In this case the low drawn early speed combination appears to be almost unbeatable, but the enduring message is that if a runner is held up, dropped in or generally in the hustle and bustle of midfield it’s a big ask to pass the speed horses.
The same assertion made for five furlongs about lower draws being overbet could hold true over this course and distance too. I did repeat the full table treatment but for the sake of brevity here is the same broad-brush view covering all field sizes that have been analysed.
It’s the same story again, low draw equals higher overall probability of winning (IV 1.18) but the A/E doesn’t match it at 0.81. But overlaying pace onto the equation is the route to profit, especially away from the ‘obvious’ inside berths.
A footnote on Pace
This may or not be of interest to some of you but it’s worthy of inclusion in my view. When I started working with pace there was something gnawing away that didn’t sit right with me.
It comes down to the fact that any given race there is only one horse that is tagged as led/leader and there can be several tagged as held up, mid-division or prominent.
It is logical horses that also-rans are far more likely to be contained within the held up (or mid-division) classification. They start near the back and stay near the back! Could it be, then, that these no-hopers skew the data for the off-the-pace categories and in fact a quality hold up horse has the same chance of winning as a quality front-running animal?
To scratch this itch, analysing the performance of favourites by how they are ridden is a logical method. And what better way to do it than by evaluating the five- and six-furlong races at Chelmsford contained in this article?
The below table shows the performance of favourites in sprint races by early run style:
The pace aspect holds up! Leader favourites outperform the market with an A/E of 1.27 and a whopping IV of 3.89! Those market toppers which are dropped in have an A/E of just 0.62, which equates to a negative 40% ROI. Ouch. These data satisfactorily allayed my own curiosity and fears, anyway!

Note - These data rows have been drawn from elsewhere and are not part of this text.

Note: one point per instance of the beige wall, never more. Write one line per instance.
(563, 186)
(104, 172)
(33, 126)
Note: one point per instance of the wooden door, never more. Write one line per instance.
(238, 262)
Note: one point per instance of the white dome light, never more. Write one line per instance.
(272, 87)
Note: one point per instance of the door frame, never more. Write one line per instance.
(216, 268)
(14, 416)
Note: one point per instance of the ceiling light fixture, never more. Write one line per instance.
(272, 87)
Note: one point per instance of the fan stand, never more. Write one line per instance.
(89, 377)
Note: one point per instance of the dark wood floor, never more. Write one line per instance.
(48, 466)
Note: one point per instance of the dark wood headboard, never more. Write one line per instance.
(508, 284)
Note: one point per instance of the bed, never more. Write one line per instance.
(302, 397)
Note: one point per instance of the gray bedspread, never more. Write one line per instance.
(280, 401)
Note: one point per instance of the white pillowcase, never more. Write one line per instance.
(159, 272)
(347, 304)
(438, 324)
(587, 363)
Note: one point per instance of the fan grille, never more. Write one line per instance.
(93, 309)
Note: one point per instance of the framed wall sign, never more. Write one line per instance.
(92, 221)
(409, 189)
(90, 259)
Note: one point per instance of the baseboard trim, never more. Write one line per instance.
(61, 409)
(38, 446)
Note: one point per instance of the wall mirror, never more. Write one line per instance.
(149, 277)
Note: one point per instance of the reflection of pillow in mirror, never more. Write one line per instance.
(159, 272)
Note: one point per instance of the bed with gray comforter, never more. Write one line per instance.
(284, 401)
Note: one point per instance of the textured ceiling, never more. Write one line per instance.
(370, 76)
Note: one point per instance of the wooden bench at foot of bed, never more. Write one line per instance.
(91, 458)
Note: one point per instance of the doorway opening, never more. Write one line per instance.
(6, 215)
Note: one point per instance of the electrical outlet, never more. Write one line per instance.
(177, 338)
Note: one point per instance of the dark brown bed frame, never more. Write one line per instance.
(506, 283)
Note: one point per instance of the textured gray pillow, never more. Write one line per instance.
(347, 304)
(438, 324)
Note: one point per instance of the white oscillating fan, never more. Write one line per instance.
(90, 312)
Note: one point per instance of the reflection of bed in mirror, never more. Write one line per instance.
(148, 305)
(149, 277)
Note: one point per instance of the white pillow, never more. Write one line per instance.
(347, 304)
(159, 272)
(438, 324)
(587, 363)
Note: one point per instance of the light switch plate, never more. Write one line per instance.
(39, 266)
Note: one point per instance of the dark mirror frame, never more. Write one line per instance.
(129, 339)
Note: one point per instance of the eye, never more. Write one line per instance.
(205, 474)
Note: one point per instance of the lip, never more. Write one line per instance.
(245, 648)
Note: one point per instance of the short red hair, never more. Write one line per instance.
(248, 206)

That about wraps up this Chelmsford two-parter covering as it has trainers, sires, and delving into races over 5, 6, 7 and 8 furlongs in fine detail. I hope you’ve found at least of something of use.
The regularity of racing at the all-weather tracks means data are more readily available than their turf counterparts and I’d fully recommend the geeky/curious amongst you to get stuck in to analysing racing on the artificial surfaces as a starting point.